JEE Main & Advanced Physics Elasticity Modulus of Rigidity

Within limits of proportionality, the ratio of tangential stress to the shearing strain is called modulus of rigidity of the material of the body and is denoted by \[\eta ,\] i.e. \[\eta =\frac{\text{Shearing stress}}{\text{Shearing strain}}\]

In this case the shape of a body changes but its volume remains unchanged.

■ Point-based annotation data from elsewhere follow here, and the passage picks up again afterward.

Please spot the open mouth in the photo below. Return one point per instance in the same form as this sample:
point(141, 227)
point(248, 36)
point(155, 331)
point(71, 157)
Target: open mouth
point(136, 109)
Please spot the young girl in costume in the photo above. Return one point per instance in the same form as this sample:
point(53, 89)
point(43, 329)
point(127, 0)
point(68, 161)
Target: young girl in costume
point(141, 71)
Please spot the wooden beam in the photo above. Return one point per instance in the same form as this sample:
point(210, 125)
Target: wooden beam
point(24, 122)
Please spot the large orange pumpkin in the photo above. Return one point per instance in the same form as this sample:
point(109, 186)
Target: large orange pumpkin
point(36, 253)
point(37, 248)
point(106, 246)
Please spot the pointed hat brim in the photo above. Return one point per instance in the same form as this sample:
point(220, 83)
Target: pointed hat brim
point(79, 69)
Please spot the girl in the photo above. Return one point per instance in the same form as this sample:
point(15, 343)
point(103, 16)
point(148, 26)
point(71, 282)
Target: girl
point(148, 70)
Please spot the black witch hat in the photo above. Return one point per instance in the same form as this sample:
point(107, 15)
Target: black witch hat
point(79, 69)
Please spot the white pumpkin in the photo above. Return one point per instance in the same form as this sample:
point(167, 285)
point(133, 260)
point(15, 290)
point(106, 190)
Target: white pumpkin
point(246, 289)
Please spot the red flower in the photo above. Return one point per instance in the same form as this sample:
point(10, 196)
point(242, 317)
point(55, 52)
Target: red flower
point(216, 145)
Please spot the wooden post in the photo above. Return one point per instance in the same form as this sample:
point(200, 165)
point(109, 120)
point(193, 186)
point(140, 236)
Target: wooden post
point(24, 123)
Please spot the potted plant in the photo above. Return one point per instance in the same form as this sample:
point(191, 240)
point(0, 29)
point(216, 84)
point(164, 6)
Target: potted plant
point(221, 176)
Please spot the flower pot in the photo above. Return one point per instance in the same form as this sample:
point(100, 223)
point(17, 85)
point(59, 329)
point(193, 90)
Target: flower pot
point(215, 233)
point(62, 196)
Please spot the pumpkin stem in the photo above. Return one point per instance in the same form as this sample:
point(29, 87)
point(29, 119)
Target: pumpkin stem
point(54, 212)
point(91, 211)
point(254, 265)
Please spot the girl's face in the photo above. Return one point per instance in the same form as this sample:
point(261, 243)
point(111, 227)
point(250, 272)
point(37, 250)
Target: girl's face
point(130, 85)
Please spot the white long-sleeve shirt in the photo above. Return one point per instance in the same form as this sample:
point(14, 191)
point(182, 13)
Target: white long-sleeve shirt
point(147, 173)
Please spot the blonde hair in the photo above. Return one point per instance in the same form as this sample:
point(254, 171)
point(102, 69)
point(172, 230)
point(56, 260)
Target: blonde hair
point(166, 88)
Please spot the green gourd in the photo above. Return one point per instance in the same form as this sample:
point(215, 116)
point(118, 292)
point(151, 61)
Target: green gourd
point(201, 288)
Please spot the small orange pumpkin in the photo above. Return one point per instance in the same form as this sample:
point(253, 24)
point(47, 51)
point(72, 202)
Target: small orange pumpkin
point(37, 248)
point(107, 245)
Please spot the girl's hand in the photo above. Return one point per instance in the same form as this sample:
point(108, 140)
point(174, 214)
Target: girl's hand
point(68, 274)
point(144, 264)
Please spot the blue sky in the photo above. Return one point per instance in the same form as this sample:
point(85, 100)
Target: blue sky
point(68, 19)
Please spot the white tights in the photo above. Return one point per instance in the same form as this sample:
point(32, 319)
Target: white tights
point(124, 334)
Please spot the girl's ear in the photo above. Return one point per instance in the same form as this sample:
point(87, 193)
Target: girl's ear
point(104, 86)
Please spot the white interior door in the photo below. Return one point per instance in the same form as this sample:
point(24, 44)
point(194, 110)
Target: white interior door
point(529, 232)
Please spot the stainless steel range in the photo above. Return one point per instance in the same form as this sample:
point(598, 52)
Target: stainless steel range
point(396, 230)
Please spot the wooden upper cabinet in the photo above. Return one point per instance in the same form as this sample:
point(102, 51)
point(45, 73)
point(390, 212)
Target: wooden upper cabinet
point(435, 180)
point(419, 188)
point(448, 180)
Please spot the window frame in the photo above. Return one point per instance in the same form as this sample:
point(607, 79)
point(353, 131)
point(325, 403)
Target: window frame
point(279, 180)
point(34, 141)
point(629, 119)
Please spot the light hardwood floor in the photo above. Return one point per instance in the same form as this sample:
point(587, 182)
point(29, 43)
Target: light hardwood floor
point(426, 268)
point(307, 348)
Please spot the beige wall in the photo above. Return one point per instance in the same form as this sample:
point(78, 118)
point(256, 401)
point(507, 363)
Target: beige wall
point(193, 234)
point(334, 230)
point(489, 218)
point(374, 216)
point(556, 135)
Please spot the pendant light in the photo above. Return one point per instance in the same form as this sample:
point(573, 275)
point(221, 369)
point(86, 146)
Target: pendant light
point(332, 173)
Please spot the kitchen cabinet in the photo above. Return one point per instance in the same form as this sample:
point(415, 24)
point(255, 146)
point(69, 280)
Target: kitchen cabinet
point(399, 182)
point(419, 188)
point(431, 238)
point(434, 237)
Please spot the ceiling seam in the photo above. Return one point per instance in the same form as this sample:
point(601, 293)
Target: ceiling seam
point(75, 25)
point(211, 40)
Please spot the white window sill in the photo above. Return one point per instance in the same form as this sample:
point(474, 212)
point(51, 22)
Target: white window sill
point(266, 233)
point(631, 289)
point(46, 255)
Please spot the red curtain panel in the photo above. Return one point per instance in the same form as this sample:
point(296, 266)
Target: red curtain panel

Consider a cube of material fixed at its lower face and acted upon by a tangential force F at its upper surface having area A. The shearing stress, then, will be

Shearing stress \[=\frac{F}{A}\]  

This shearing force causes the consecutive horizontal layers of the cube to be slightly displaced or sheared relative to one another, each line such as PQ or RS in the cube is rotated through an angle \[\phi \] by this shear. The shearing strain is defined as the angle \[\phi \] in radians through which a line normal to a fixed surface has turned. For small values of angle,

Shearing strain\[=\varphi =\frac{QQ'}{PQ}=\frac{x}{L}\]

So \[\eta =\frac{\text{shear stress}}{\text{shear strain}}=\frac{F/A}{\varphi }=\frac{F}{A\varphi }\]

Only solids can exhibit a shearing as these have definite shape.